Generate music in minutes. The base install is lightweight with remote backends; local inference is an explicit extra.
# Base install (remote ACE Music + ElevenLabs backends)
pip install abstractmusic
# Local ACE-Step generation
pip install "abstractmusic[acestep]"
# Local Stable Audio 3
pip install "abstractmusic[stable-audio-3]"
# Full local stack (Apple Silicon)
pip install "abstractmusic[all-apple]"
# Full local stack (GPU)
pip install "abstractmusic[all-gpu]"
# Remote generation (default ACE Music backend)
abstractmusic t2m "ambient lo-fi study music" --out out.wav --duration 30
# ElevenLabs backend
abstractmusic --backend elevenlabs t2m "cinematic instrumental synth cue" \
--format mp3 --out out.mp3 --duration 30
# Local ACE-Step generation
abstractmusic --backend acestep t2m "ambient lo-fi study music" \
--out out.wav --duration 10
# Enhanced prompt with auto-lyrics
abstractmusic --backend acestep t2m "heroic fantasy epic music" \
--enhance-prompt --auto-lyrics --print-plan --out out.wav --duration 30
# Local Stable Audio 3
abstractmusic --backend stable-audio-3 t2m "rhythmic space shooter game music" \
--out out.wav --duration 30 --steps 16
from abstractmusic import MusicManager
# Remote generation (reads ACEMUSIC_API_KEY from env)
mm = MusicManager(backend="acemusic")
audio = mm.t2m("ambient lo-fi study music", duration=30)
# Local ACE-Step generation
mm_local = MusicManager(backend="acestep")
audio = mm_local.t2m(
"epic orchestral film score",
duration=30,
seed=42,
)
# Artifact-based generation
asset = mm.generate_audio(
prompt="jazz piano trio",
duration=30,
format="wav",
)
# Start the interactive REPL
abstractmusic cli
# Inside the REPL:
# /engines — list available backends
# /models — list known models by engine
# /engine acestep — switch to local ACE-Step
# /model ACE-Step/acestep-v15-xl-turbo-diffusers
# /status — show active engine, model, params
# /download on — enable HuggingFace downloads
The public API is built around MusicManager for direct usage and the AbstractCore capability plugin for ecosystem integration.

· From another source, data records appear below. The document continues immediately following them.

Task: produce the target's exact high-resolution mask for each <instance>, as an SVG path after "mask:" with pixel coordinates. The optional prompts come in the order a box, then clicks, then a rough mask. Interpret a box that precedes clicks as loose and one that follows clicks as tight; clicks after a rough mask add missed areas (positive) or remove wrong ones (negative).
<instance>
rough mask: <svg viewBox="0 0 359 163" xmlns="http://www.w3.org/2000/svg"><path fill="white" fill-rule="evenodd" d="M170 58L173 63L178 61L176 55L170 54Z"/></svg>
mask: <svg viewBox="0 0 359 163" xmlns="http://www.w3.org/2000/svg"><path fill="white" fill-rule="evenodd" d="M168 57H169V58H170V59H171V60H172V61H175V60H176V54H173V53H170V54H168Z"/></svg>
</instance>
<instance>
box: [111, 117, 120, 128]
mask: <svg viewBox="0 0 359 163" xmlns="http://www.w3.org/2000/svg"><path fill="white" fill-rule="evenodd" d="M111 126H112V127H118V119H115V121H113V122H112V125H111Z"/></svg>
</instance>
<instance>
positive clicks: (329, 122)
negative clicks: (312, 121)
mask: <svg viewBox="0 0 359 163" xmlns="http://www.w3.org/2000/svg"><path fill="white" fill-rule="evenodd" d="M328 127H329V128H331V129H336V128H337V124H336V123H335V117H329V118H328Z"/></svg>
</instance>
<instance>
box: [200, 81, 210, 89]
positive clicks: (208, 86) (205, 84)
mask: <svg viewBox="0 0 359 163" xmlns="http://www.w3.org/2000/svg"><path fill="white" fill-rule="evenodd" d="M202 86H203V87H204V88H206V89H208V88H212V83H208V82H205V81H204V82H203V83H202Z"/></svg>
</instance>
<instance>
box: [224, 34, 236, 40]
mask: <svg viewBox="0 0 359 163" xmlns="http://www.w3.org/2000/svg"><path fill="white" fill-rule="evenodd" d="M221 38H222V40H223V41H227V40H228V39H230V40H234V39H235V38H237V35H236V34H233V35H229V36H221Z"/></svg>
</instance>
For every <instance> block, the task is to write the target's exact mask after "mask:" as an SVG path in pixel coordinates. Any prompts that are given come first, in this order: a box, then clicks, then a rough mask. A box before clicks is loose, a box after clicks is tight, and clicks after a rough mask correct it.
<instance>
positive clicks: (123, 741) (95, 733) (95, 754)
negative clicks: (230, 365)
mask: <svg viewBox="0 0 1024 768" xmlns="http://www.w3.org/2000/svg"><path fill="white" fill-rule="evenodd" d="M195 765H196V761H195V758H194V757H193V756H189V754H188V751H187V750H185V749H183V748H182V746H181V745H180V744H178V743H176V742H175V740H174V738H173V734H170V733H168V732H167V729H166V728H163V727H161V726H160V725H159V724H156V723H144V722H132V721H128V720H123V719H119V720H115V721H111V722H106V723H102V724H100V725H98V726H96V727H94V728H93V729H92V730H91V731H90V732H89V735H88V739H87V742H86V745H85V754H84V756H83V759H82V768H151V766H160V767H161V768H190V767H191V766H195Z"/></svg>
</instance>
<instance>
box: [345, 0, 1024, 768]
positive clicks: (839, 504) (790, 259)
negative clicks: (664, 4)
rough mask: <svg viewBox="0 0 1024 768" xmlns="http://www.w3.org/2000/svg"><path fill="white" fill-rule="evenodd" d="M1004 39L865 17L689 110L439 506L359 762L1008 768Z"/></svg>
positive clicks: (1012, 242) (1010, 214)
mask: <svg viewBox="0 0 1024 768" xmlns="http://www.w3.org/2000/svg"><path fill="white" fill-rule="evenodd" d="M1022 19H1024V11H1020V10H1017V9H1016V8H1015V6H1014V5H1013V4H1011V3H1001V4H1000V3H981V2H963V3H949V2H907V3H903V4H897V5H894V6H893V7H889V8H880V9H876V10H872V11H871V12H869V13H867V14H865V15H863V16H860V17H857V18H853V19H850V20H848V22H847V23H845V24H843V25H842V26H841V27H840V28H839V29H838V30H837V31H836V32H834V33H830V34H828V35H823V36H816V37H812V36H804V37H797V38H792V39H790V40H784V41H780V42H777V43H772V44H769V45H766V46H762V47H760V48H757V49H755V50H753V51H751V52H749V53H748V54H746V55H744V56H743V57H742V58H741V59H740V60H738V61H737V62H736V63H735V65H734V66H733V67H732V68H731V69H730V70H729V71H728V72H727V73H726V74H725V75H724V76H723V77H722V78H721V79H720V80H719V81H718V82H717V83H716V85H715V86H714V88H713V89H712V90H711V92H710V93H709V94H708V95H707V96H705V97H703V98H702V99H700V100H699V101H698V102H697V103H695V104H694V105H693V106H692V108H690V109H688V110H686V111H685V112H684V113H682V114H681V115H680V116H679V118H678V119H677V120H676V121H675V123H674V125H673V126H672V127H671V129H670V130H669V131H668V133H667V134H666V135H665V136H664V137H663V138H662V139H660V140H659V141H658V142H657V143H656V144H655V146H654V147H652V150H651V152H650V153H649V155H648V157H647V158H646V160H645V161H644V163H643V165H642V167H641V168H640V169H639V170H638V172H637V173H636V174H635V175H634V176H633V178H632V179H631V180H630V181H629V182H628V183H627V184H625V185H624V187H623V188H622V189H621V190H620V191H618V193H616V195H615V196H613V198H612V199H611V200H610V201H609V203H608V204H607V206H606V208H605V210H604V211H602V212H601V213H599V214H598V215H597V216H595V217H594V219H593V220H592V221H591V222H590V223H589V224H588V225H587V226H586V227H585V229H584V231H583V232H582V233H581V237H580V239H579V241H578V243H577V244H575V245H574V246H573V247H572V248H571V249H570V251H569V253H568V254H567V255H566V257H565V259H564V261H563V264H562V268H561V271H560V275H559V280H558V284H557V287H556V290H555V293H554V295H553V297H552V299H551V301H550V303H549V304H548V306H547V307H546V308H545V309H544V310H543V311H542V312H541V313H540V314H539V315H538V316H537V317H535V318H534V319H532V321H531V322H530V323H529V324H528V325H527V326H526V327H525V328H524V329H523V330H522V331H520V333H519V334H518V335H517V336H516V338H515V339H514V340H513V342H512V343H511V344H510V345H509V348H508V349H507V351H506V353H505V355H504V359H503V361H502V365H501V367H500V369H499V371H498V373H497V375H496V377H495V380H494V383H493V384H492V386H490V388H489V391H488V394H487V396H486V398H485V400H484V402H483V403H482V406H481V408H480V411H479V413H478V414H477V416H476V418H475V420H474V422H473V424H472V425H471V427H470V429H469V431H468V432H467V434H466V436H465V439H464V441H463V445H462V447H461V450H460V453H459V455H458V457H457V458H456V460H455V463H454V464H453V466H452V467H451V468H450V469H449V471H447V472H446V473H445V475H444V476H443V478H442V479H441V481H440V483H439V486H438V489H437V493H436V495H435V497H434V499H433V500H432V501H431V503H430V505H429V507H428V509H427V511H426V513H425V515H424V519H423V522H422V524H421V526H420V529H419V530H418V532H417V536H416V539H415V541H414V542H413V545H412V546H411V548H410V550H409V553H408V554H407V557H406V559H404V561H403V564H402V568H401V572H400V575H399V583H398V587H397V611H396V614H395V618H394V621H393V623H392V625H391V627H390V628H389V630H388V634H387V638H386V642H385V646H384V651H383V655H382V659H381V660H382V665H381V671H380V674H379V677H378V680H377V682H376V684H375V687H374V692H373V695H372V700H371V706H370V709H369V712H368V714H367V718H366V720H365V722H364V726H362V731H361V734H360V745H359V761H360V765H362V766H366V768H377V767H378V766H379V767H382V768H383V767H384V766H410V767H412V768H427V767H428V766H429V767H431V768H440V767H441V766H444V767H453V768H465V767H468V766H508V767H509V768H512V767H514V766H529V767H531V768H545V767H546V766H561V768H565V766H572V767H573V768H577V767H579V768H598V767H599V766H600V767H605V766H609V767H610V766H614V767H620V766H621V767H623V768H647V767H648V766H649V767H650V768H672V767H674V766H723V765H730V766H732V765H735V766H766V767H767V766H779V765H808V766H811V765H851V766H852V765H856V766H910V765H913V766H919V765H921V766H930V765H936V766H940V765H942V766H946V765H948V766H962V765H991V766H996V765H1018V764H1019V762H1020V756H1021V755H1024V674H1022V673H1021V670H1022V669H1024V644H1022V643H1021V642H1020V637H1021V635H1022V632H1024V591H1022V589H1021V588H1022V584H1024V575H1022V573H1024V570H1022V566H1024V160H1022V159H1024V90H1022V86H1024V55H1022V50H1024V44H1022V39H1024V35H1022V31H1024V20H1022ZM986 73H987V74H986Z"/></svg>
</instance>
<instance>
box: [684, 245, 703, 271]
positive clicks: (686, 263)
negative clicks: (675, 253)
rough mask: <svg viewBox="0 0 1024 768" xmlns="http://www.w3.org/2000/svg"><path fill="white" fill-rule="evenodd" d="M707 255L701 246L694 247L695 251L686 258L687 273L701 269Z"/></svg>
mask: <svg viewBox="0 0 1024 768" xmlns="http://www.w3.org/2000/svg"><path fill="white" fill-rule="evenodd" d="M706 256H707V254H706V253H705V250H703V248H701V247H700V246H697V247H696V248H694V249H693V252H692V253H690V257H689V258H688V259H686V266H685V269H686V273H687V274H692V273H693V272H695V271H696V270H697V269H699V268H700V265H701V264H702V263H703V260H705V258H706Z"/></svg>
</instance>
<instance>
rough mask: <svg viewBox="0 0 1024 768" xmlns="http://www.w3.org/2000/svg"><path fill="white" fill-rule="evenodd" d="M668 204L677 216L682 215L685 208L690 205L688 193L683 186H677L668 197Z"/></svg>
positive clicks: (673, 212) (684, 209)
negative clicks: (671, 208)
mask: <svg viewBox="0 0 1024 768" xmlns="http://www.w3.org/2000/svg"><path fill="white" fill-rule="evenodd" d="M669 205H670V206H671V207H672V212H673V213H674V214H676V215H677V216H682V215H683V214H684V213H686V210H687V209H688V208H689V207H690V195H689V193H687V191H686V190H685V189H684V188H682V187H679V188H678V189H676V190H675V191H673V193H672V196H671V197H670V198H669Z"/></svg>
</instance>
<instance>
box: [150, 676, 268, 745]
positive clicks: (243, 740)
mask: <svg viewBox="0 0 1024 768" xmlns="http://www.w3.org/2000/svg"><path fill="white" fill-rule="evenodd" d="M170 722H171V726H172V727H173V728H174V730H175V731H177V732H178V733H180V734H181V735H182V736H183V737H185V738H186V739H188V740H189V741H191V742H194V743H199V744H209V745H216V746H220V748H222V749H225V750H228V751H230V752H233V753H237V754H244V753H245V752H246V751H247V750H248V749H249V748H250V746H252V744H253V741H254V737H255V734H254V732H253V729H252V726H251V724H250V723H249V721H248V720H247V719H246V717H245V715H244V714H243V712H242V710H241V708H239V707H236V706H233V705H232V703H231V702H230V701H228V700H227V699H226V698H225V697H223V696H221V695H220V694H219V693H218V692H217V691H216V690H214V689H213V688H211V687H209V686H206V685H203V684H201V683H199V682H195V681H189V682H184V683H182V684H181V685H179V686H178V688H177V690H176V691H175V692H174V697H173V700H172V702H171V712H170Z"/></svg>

from abstractmusic import MusicManager
mm = MusicManager(backend="acemusic")
# Generate audio bytes directly
audio_bytes = mm.t2m(
prompt="ambient lo-fi study music",
duration=30,
format="wav",
seed=42,
)
# Generate with artifact metadata
asset = mm.generate_audio(
prompt="cinematic orchestral cue",
duration=60,
lyrics="Rise above the shadows...",
vocal_language="en",
bpm=120,
)
mm = MusicManager(
backend="acestep",
text_planner_mode="auto", # "auto" | "required" | "off"
)
# Auto mode: uses injected provider when present,
# falls back to the deterministic planner
audio = mm.t2m(
"epic battle music with choir",
duration=45, # structure-prompt enabled by default at 45s+
)
from abstractcore import create_llm
llm = create_llm("openai")
# Generate music via capability plugin
audio = llm.music.t2m("chill ambient study beats", duration=30)
# Provider and model discovery (no weight loading)
providers = llm.music.available_providers()
models = llm.music.list_models(provider="acestep")
catalog = llm.music.capability_catalog()
# Local engine residency (acestep, stable-audio-3)
llm.music.load_resident_model(provider="acestep")
llm.music.list_resident_models()
llm.music.unload_resident_model(provider="acestep")
Default remote backend. Hosted API with ACEMUSIC_API_KEY. Stdlib-only client. Supports tagged <prompt> mode for strict duration enforcement.
Stdlib-only remote backend for ElevenLabs Music endpoints. Supports MusicCompositionPlan for structured requests. Requires ELEVENLABS_API_KEY.
Local generation via AceStepPipeline. MIT XL Turbo checkpoint. Lyrics, vocal language, BPM, seed. MPS bfloat16 → float32 → CPU fallback chain.
Internal stable-audio-3-small-music runtime. HuggingFace weights only, no upstream package. Validated at 30s and 120s. Requires HF gate approval.